Other equipment can also be very practical and make everyday life easier:
- a long-handled pliers for picking up objects from the ground
- a sockliner for easy dressing
- a cart on wheels to transport objects
- lights with motion detector
- cushions with motion detector
- a call alarm to call relatives
- non-slip soles, especially for unfavorable weather conditions such as snow or ice.
3 / Maintain good physical condition
Strengthening the arms and legs goes a long way in reducing the risk of falling.
The Integrated Dynamic Balance Program (PIED) is an exercise program, created for seniors, to help them improve their balance, strength and posture of the lower limbs and reduce the risk of falls by information. This program is given in private residences for independent seniors, community organizations and CLSC.
Regular physical activity also helps maintain muscle strength, endurance, balance and good posture. It allows participants to keep their motor skills, their natural reflexes, their dexterity, their speed of movement.
To practice physical activity at home safely, there are a few guidelines to follow:
- wear soft and comfortable clothes
- wear comfortable and safe shoes
- place objects at least 5 feet away from you
- move your pet to another room in the house
- make sure you are able to contact someone in an emergency
- progress at your own pace
- listen to your body and take breaks when necessary
- stay hydrated by drinking water regularly.
4 / Use an emergency call or medical alert system
Developed in partnership with the Ministry of the Family, the PAIR program is a FREE automated calling program. Daily calls at a predetermined time are made to the homes of those registered in the program to check that they are okay. If no one responds, a person is sent to the person’s home.

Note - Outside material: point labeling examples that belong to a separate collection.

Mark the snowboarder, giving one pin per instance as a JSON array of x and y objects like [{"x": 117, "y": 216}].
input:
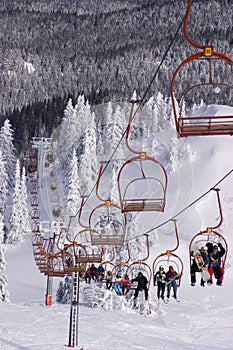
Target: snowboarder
[
  {"x": 142, "y": 285},
  {"x": 160, "y": 281}
]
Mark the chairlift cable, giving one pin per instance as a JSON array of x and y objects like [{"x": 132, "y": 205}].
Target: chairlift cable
[
  {"x": 187, "y": 207},
  {"x": 137, "y": 109}
]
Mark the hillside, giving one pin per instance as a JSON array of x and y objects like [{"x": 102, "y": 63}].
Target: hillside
[{"x": 200, "y": 314}]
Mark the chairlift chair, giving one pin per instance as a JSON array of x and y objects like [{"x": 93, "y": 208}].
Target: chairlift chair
[
  {"x": 142, "y": 180},
  {"x": 204, "y": 76}
]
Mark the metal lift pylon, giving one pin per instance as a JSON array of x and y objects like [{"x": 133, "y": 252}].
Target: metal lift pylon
[{"x": 74, "y": 313}]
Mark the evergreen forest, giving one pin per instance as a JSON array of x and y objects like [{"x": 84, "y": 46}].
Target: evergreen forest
[{"x": 55, "y": 50}]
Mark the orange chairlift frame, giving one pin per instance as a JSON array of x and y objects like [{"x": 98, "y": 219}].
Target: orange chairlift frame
[
  {"x": 193, "y": 124},
  {"x": 107, "y": 222},
  {"x": 117, "y": 268},
  {"x": 83, "y": 237},
  {"x": 141, "y": 174},
  {"x": 210, "y": 235},
  {"x": 141, "y": 265},
  {"x": 170, "y": 258}
]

There are now also devices in the form of bracelets, necklaces, … which allow the person who has fallen to contact a central help center at the push of a button. The central units then come into contact with respondents who can help the person on the ground.
5 / Continue to eat well and to drink
It is important to avoid undernutrition. Eating normally helps meet the body’s energy needs. If it is complicated to prepare food, ask a loved one for help or prefer meals prepared at the grocery store.
If people suffer from dysphagia, there are more and more companies that are preparing texture-modified meals.
Staying hydrated is also essential. For example, you can keep a bottle of water close to you to drink regularly throughout the day. You can also make water more attractive by adding fruit to taste. Using a bottle with a built-in straw can make it easier.
All of this good advice can reduce the risk of falls and help keep our seniors at home.